Uma semana após a assinatura de um acordo preliminar entre Estados Unidos e Irã, um drone iraniano atacou um navio cargueiro que navegava pelo Estreito de Ormuz. O ataque, ocorrido em 25 de junho, não resultou em vítimas nem causou grandes danos, mas desencadeou uma série de ações e reações que reverteram o progresso feito em direção à paz entre os dois países, que já estavam em conflito há meses.
A escalada de tensões é visível à medida que cada ataque e represália minam as bases do acordo que, a essa altura, já parece ter desmoronado.
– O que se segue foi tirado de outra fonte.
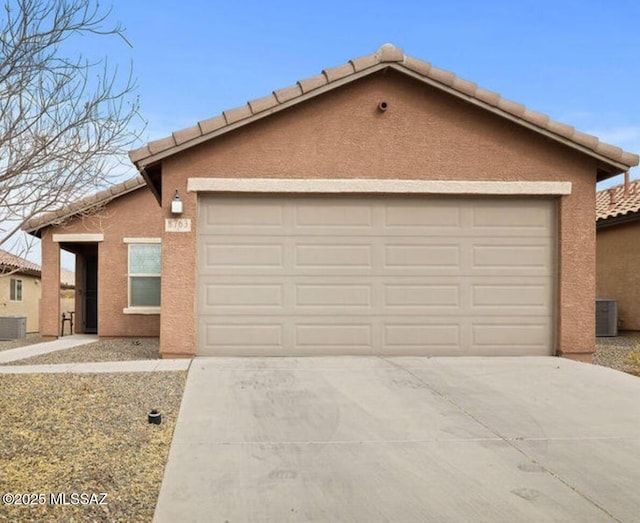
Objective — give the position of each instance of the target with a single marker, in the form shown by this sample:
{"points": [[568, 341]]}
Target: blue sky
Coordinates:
{"points": [[577, 61]]}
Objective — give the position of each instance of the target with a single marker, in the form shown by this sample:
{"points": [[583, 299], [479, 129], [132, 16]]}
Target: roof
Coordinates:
{"points": [[84, 205], [12, 263], [612, 159], [612, 203]]}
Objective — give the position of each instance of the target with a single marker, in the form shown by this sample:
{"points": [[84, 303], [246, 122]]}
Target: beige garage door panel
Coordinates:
{"points": [[371, 275]]}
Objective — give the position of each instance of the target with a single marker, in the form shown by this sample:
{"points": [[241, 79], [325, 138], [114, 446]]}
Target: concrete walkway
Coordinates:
{"points": [[342, 439], [28, 351], [77, 340]]}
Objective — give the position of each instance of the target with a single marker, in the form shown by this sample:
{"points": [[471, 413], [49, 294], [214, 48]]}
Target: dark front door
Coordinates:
{"points": [[91, 294]]}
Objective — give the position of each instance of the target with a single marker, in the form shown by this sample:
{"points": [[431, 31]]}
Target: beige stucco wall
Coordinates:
{"points": [[425, 135], [136, 214], [30, 304], [618, 271]]}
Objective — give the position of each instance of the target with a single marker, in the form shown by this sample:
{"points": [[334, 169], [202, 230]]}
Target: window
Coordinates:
{"points": [[16, 290], [144, 275]]}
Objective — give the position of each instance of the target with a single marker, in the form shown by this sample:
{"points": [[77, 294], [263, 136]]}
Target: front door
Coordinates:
{"points": [[90, 302]]}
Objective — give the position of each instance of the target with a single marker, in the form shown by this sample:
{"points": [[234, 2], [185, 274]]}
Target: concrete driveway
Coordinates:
{"points": [[404, 440]]}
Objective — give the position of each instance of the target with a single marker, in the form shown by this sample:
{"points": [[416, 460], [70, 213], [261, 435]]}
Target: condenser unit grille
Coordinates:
{"points": [[606, 317], [13, 327]]}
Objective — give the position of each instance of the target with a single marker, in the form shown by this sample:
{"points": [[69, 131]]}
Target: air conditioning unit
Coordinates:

As linhas vermelhas acordadas entre as partes foram ultrapassadas, e a possibilidade de um retorno a uma guerra em grande escala, que poderia desestabilizar ainda mais o Oriente Médio e impactar a economia global, se torna cada vez mais real.
O ataque ao navio ocorreu após advertências do Irã às embarcações que utilizavam uma rota alternativa pelo estreito, uma área que é vigiada pelas Forças Armadas dos Estados Unidos. O Irã já havia considerado a hidrovia como um importante instrumento de pressão em seu confronto com os EUA, especialmente após o ataque ocorrido em 28 de fevereiro, que deu início a um novo ciclo de hostilidades.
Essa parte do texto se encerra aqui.